# What makes your life easier in the pits?



## gregw (Apr 2, 2006)

Since I'm planning on doing some traveling this season and no longer have a truck I've been looking for portable pit tables that will fit in my car. Then I started thinking, what else makes lugging your gear around easier or even setting up and being organized once you get there?

I've seen threads on pit boxes and the like, just wondering if anyone else has stumbled across any other "why didn't I think of that" solutions.


----------



## MK Race (Oct 6, 1998)

My 19 year old son.

He hustles the stuff in and out and corner marshalls and I wrench his car.:thumbsup:


----------



## Richie95 (Dec 5, 2009)

First off...folding tables can be bought at your local WalMart for about $40

I have 4 things I use that fit in my 95 Honda Civic with no problem. First box I have is a big plastic box I've had for about 10 years. It holds:

Starter box
Gallon of fuel
Cleaners(simple green, brake clean, ect.....)
And all of my boxes for parts, gears, motors, batteries, ect.....

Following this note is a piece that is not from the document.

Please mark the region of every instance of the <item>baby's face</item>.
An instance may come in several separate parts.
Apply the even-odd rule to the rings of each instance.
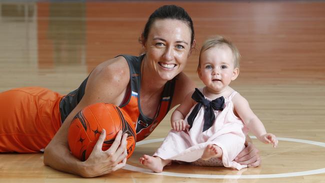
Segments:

2nd box is a ReVtech Pit Bag with 3 compartments
Tires in RC Speedshop Tire Tubes
Power Supply
Chargers
Rags 
Large hand tools

3rd is a Plano Tackle box from a long time ago. The style is still made but its a little different now. It holds all my wrenches and smaller hand tools in the drawers. I keep my dremel, soldering iron, servo tape, calipers and scales in the top

And lastly I have a JConepts Car Hauler that I carry 3 cars in. Its a bit of a hassle getting that in the back seat but it sure is nice to have


----------



## jgullo53 (Jun 26, 2008)

consolidation of all your stuff. if u sit back you can look at stuff you need and dont need, i try to travel with friends alot, say for example if u are running nitro have one person bring a bump box and leave the other one at home, simple things like that. folding tables and chairs are a must haha...


----------



## edonsohc (Jun 9, 2010)

my brother and i bought a 6x12 trailer. made things so much easier. lol. have everything at the track that way. the only problem is we need a bigger trailer. between him, my kids, our dad, and a couple of friends that usually go with us, we are out of room again.:lol:


----------